Disco – OTTO - HOJE ACORDEI DE SONHOS INTRANQUILOS

QUANDO PERDER É GANHAR!!
By Rômulo Giácome

O nordeste sempre construiu uma excelente veia poético / musical, cravando em belas melodias excelentes letras, tais quais algumas antológicas,
já enumeradas em nosso memorial coletivo: “Dia Branco”, de Geraldo Azevedo; “Avohai” de Zé Ramalho; exemplos só para lembrarmos do rol fascinante de composições que conseguem ampliar a excelência poética da canção brasileira, fornecendo subsídios culturais para perceber a riqueza nordestina. Em fases mais contemporâneas, avançando por sobre Geraldo Azevedo, Zé Ramalho, Alceu Valença e outros, caímos nas majestosas cânforas da geração Lenine, Chico Cézar e Zeca Balero. Nesta trinca de grandes poetas / músicos, Chico Cézar é com certeza um injustiçado, com uma produção desmedidamente mais profunda e completa que os outros dois. “Aos vivos” é uma obra prima de criação poética, de ladrilhar a palavra e encravá-la semioticamente em novos contextos. Neste cenário protéico de produção, erigido na década de 90 e início de 2000, uma lacuna se prestou neste momento até o presente (ontem) quando falamos de letras poéticas, ao contrário do ritmo e sua pesquisa, vertente verdejante na produção nortista. A presença forte da poesia de traços líricos / construídas na música popular brasileira feita no nordeste ficou novamente representada a partir deste disco do Otto “Hoje acordei de sonhos intranquilos”.

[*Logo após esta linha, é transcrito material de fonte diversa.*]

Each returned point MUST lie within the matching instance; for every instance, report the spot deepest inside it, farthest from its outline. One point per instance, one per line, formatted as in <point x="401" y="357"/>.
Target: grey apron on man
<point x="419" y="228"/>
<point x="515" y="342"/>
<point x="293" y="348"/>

Um dos princípios da literariedade é o equilíbrio entre forma e conteúdo, projeção dos termos em inversões sintático / semânticas de modo a manter uma harmonia de sentido, e deslindramento de efeitos a partir do pulsar de uma construção (enunciado) poeticamente e milimetricamente levantado. Pequenos versos como “Há sempre um lado que pese / e outro que flutua”; esta preciosidade poética é a criteriosa elevação do equilíbrio enunciativo com força extremamente alegórica (a imagem da balança) que representa em seus pólos o desequilíbrio e a tensão fórica (flutua, feliz, êxtase) para a disfórica (peso, tristeza). Assim, projetado o simulacro poético dentro da realidade emotiva, temos a régua que mede as dores do perder e a virtude de ganhar; o maniqueísmo da relação, onde seu término exala uma vitória e uma derrota; a derrota é amargada pelo torpor da lembrança e sua dificuldade de extirpação “Dificilmente se arranca a lembrança / por isso da primeira vez dói”. O prisma do relacionamento findado, deixado de lado e as feridas amarguradas dão a tônica da letra desta canção “Crua”. Um eixo entre o sentimento a carne são implicitamente desenhados, quando da enunciação “tua pele é crua”. Esta acentuada referência à crueldade da pele torna simbiótica a fusão e profusão de sentidos entre a crueldade da pele, a crueldade do corpo e crueldade do desejo. O desejo não tem pena do sentimento. “Mas naquela noite que eu chamei você, fodia. Fodia”.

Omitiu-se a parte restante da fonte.